The industry standard rule of thumb used by experienced investors. Never pay more than 70% of your expected sale price after renovation, minus your renovation costs. The remaining 30% covers all your costs and leaves room for profit.
What is Fix and Flip?
Buy, renovate and sell is a real estate investment strategy where you purchase a property that needs work, improve it through renovation, and sell it for a profit. The goal is to buy low, add value through renovation, and sell high — ideally within 6 to 12 months.
It sounds simple, but the devil is in the details. Successful investors are disciplined with their numbers, conservative with their estimates, and ruthless about not overpaying for a property.
Expected Sale Price After Renovation — The Most Important Number
The expected sale price is what the property will be worth — and what you expect to sell it for — after all renovations are complete. Everything else in the deal flows from this number — your maximum offer, your profit, your ROI.
To find the expected sale price, look at comparable sales (comps) — similar homes in the same neighborhood that sold recently in fully renovated condition. This is not what the house is worth today — it's what it will be worth when finished.
The 70% Rule
The 70% rule is the most commonly used guideline in fix and flip investing. It gives you a quick way to calculate the maximum price you should pay for a property.
($275,000 × 0.70) − $45,000 = $192,500 − $45,000 = $147,500
You should not pay more than $147,500 for this property.
The 30% buffer accounts for all your costs — closing costs, holding costs, agent commissions, and your profit. It's not an exact formula, but it's a reliable guardrail.
Short-Term Renovation Loans (Hard Money)
Most investors who buy, renovate, and sell use short-term renovation loans — commonly called hard money loans — short-term, asset-based loans from private lenders. Unlike conventional mortgages, hard money lenders focus on the property's value and your experience, not your personal income or credit score.

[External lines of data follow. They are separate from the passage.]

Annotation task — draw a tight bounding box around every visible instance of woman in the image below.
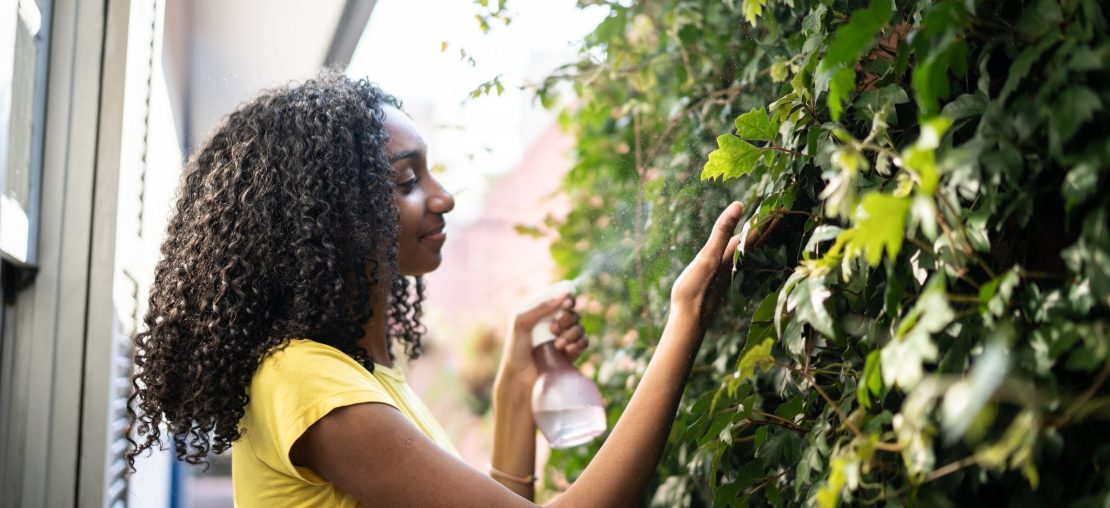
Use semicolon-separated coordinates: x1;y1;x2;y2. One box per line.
129;73;741;507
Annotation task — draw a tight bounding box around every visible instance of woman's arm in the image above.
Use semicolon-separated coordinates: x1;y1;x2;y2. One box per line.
290;203;741;506
490;379;536;500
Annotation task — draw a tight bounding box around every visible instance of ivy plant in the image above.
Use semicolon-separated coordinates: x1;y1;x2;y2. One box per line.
512;0;1110;507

They're fast (can close in days), flexible, and designed for renovation projects. The tradeoff is higher rates (8–14%) and origination points (1–3%) charged upfront.
Monthly interest: $120,000 × (11% ÷ 12) = $1,100/month
Origination: $120,000 × 2% = $2,400 upfront
Total interest cost for 6 months: $6,600 + $2,400 = $9,000
Rehab Budget — The Biggest Wild Card
Rehab costs are where most new flippers get burned. Costs almost always come in higher than expected. Hidden water damage, bad wiring, permit delays, contractor no-shows — the list goes on.

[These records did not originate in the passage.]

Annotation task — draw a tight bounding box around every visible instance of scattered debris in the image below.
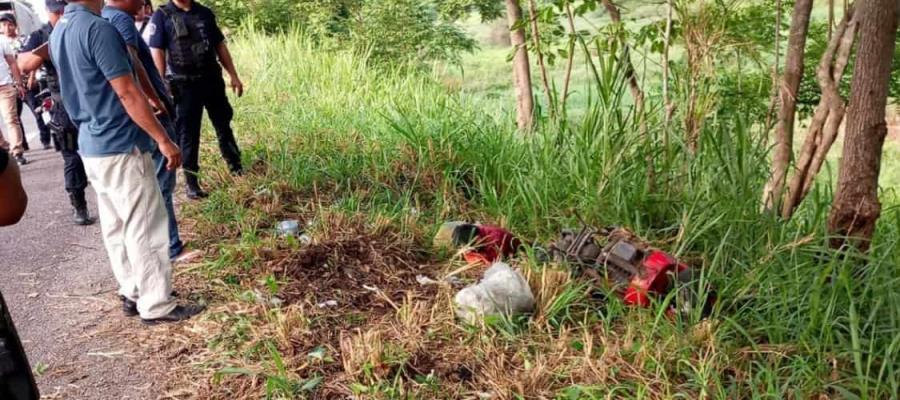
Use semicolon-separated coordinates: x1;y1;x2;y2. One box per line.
278;219;303;236
253;289;284;307
416;275;440;286
550;227;715;312
454;262;534;324
434;221;521;265
316;300;337;308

Experienced flippers always add a contingency buffer — typically 10–20% on top of their budget — specifically for unexpected costs. This is not pessimism, it's experience.
Understanding Your ROI vs Return on Cash
These two numbers tell you different things about how well a deal performed.
ROI (Return on Investment) divides your net profit by the total project cost — the all-in cost of the deal. This tells you how efficiently you used capital.
Return on Cash divides your net profit by only the cash YOU put in out of pocket — down payment plus closing costs plus rehab costs paid in cash. Because you used a loan for the rest, your actual cash invested is lower, making your return on cash higher.